With end-to-end encryption by contrast, the only people who can access the data are the sender and the intended recipient(s) – no one else. Neither hackers nor unwanted third parties can access the encrypted data on the server.
In end-to-end, encryption occurs at the device level. Messages and files are encrypted before they leave the phone or computer by a public key which is available to everyone but are only decrypted by the recipient’s private key when they reach their destination. Hackers can’t access data on the server because they don’t have the private keys required to decrypt the data. Instead, secret keys are stored on the individual user’s device and are only available to the recipient.
This process of creating a public-private key pair is known as asymmetric cryptography. Separate cryptographic keys secure and decrypt the message. Public keys are widely disseminated and are used to lock or encrypt a message. Private keys are only known by the owner and are used to unlock or decrypt the message.
In end-to-end encryption, the system creates public and private cryptographic keys for each person who joins.
An example of end-to-end encryption
In order to better understand how end-to-end encryption works, let’s provide an example.
An example of how end-to-end encryption works
Let’s say Alice and Bob create accounts on the system. The end-to-end encrypted system provides each with a public-private key pair, whereby their public keys are stored on the server and their private keys are stored on their device.
Alice wants to send Bob an encrypted message. She uses Bob’s public key to encrypt her message to him. Then, when Bob receives the message, he uses his private key on his device to decrypt the message from Alice.
When Bob wants to reply, he simply repeats the process, encrypting his message to Alice using Alice’s public key.

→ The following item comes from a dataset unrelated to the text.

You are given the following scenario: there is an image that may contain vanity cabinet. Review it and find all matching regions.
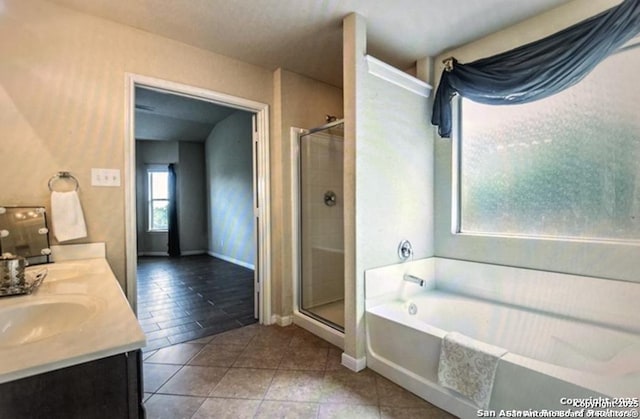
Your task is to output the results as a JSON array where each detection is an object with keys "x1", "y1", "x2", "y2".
[{"x1": 0, "y1": 350, "x2": 145, "y2": 419}]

How end-to-end encryption differs from other types of data security
As noted above, end-to-end encryption is a type of asymmetric encryption. Asymmetric means that different keys are used to encrypt and decrypt data. End-to-end encryption typically relies on the use of public and private keys to ensure data security and privacy.
By contrast, symmetric encryption uses only one key such as a password or string of numbers to encrypt data. The same key is used to both encrypt and decrypt data. Symmetric keys are much faster at performing encryption and decryption operations than asymmetric encryption. However, if used as the only source of data protection, symmetric encryption isn’t very scalable. As a system grows and more information and users are added, it becomes increasingly difficult to distribute and update the symmetric keys.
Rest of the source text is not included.